The output will likely change after each run because we are pretraining the model from scratch with a limited amount of data. However, the output obtained in this run is interesting because it introduces conceptional language modeling.

In [29]:
fill_mask("How human show love <mask>.")

[{'score': 0.013027912005782127,
  'sequence': 'How human show love reason.',
  'token': 393,
  'token_str': ' reason'},
 {'score': 0.012774677015841007,
  'sequence': 'How human show love is.',
  'token': 300,
  'token_str': ' is'},
 {'score': 0.012741762213408947,
  'sequence': 'How human show love,.',
  'token': 16,
  'token_str': ','},
 {'score': 0.010261932387948036,
  'sequence': 'How human show love conceptions.',
  'token': 605,
  'token_str': ' conceptions'},
 {'score': 0.008668892085552216,
  'sequence': 'How human show love itself.',
  'token': 500,
  'token_str': ' itself'}]

In [30]:
fill_mask("What is wealth of nations <mask>.")

[{'score': 0.02068767324090004,
  'sequence': 'What is wealth of nations reason.',
  'token': 393,
  'token_str': ' reason'},
 {'score': 0.018951253965497017,
  'sequence': 'What is wealth of nations conceptions.',
  'token': 605,
  'token_str': ' conceptions'},
 {'score': 0.008094606921076775,
  'sequence': 'What is wealth of nations conception.',
  'token': 418,
  'token_str': ' conception'},
 {'score': 0.007942058145999908,
  'sequence': 'What is wealth of nations experience.',
  'token': 531,
  'token_str': ' experience'},
 {'score': 0.00781000591814518,
  'sequence': 'What is wealth of nations unity.',
  'token': 688,
  'token_str': ' unity'}]

The predictions might vary at each run and each time Hugging Face updates its
models.

However, the following output comes out often:

```
Human thinking involves human reason
```

**The goal here was to see how to train a transformer model.

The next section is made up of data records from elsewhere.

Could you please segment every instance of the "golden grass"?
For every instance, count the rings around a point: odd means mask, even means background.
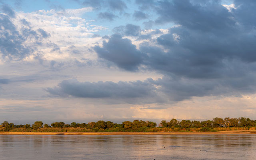
[[[228,130],[215,132],[0,132],[0,135],[193,135],[193,134],[253,134],[256,130]]]

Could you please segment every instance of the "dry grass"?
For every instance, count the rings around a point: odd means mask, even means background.
[[[216,132],[2,132],[2,135],[193,135],[193,134],[252,134],[256,130],[229,130]]]

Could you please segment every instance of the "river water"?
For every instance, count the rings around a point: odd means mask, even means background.
[[[255,160],[256,135],[0,135],[0,160]]]

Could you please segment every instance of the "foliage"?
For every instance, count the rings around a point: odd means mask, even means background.
[[[217,132],[225,130],[255,130],[256,120],[241,117],[222,119],[216,117],[212,120],[199,122],[183,120],[179,122],[173,118],[169,122],[162,120],[159,127],[154,122],[135,120],[132,122],[126,121],[122,124],[110,121],[90,122],[81,124],[73,122],[70,124],[62,122],[54,122],[50,125],[41,121],[36,121],[31,126],[30,124],[14,125],[4,121],[0,125],[0,132]]]

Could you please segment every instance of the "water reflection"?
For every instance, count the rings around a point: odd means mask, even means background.
[[[0,160],[254,160],[256,135],[0,135]]]

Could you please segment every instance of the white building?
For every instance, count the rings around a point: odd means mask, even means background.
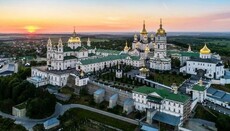
[[[142,31],[140,32],[140,38],[138,40],[137,34],[134,35],[134,40],[132,43],[132,49],[130,52],[132,52],[134,50],[138,50],[138,52],[140,52],[140,54],[144,55],[146,47],[148,47],[149,49],[152,50],[153,46],[154,46],[154,35],[151,34],[150,41],[149,41],[149,36],[148,36],[148,32],[145,28],[145,21],[144,21]]]
[[[209,87],[207,89],[206,100],[230,109],[230,93]]]
[[[167,57],[167,36],[165,30],[160,28],[155,35],[154,56],[150,58],[150,68],[155,70],[171,70],[171,58]]]
[[[68,44],[64,45],[61,38],[58,44],[52,44],[51,39],[47,42],[47,66],[49,70],[66,70],[75,68],[78,59],[87,58],[95,54],[88,38],[87,44],[83,45],[74,30],[73,36],[69,38]]]
[[[132,98],[135,108],[140,111],[155,109],[181,117],[181,120],[187,119],[190,114],[190,98],[176,91],[142,86],[133,90]]]
[[[18,104],[12,107],[12,115],[17,117],[25,117],[26,116],[26,102]]]
[[[187,60],[186,65],[180,68],[180,72],[220,79],[224,76],[224,65],[220,58],[213,57],[205,44],[200,50],[200,57]]]
[[[206,91],[207,88],[203,85],[202,80],[200,79],[197,84],[195,84],[192,88],[192,99],[197,100],[197,102],[203,103],[206,99]]]
[[[120,62],[134,67],[143,66],[143,60],[139,56],[129,56],[127,54],[108,55],[104,57],[97,57],[92,59],[84,59],[77,62],[76,69],[84,72],[94,72],[103,70],[111,66],[115,66]]]

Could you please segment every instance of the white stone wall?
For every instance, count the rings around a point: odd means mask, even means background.
[[[175,116],[182,116],[184,113],[183,103],[164,99],[161,104],[148,102],[146,99],[147,95],[142,93],[132,93],[132,98],[134,99],[134,105],[137,110],[146,111],[147,108],[153,108],[160,110]]]

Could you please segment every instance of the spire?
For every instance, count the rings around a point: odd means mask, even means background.
[[[143,29],[145,29],[145,20],[143,21]]]
[[[83,70],[81,70],[80,76],[83,77],[84,76],[84,72]]]
[[[191,51],[192,51],[191,45],[189,44],[189,45],[188,45],[188,52],[191,52]]]
[[[160,28],[162,28],[162,19],[160,19]]]
[[[149,53],[149,52],[150,52],[149,44],[147,44],[146,47],[145,47],[145,53]]]
[[[124,51],[128,51],[128,50],[129,50],[129,47],[128,47],[128,43],[127,43],[127,41],[126,41],[125,47],[124,47]]]
[[[141,34],[148,34],[147,30],[145,29],[145,20],[143,21],[143,29],[141,31]]]
[[[200,78],[200,80],[199,80],[199,86],[203,86],[202,78]]]
[[[63,46],[61,38],[59,38],[59,40],[58,40],[58,46]]]
[[[74,29],[73,29],[73,37],[76,37],[77,36],[77,34],[76,34],[76,32],[75,32],[75,26],[74,26]]]
[[[49,37],[49,39],[47,41],[47,46],[52,46],[52,41],[51,41],[50,37]]]
[[[88,40],[87,40],[87,46],[91,46],[89,37],[88,37]]]

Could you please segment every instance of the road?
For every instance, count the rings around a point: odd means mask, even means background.
[[[135,125],[139,124],[138,121],[136,121],[136,120],[133,120],[133,119],[130,119],[127,117],[123,117],[123,116],[119,116],[119,115],[109,113],[106,111],[102,111],[99,109],[95,109],[95,108],[92,108],[89,106],[81,105],[81,104],[61,105],[60,103],[57,103],[56,107],[55,107],[55,112],[53,113],[53,115],[51,115],[50,117],[45,118],[45,119],[29,119],[26,117],[16,117],[16,116],[9,115],[9,114],[3,113],[3,112],[0,112],[0,115],[4,118],[10,118],[10,119],[15,120],[15,123],[21,124],[27,130],[32,130],[33,126],[35,126],[36,124],[43,124],[48,119],[57,118],[58,116],[63,115],[67,110],[69,110],[71,108],[81,108],[81,109],[89,110],[89,111],[96,112],[96,113],[99,113],[102,115],[106,115],[106,116],[109,116],[109,117],[112,117],[112,118],[115,118],[115,119],[118,119],[121,121],[125,121],[125,122],[131,123],[131,124],[135,124]]]

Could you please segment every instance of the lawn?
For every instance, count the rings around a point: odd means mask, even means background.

We can see that very interesting humanlike predictions can be made.**

These results are experimental and subject to variations during the training process. They will change each time we train the model again.

The model would require much more data from other `Age of Enlightenment thinkers`.

**However, the goal of this model is to show that we can create datasets to train a transformer for a specific type of complex language modeling task.**

Thanks to the Transformer, we are only at the beginning of a new era of AI!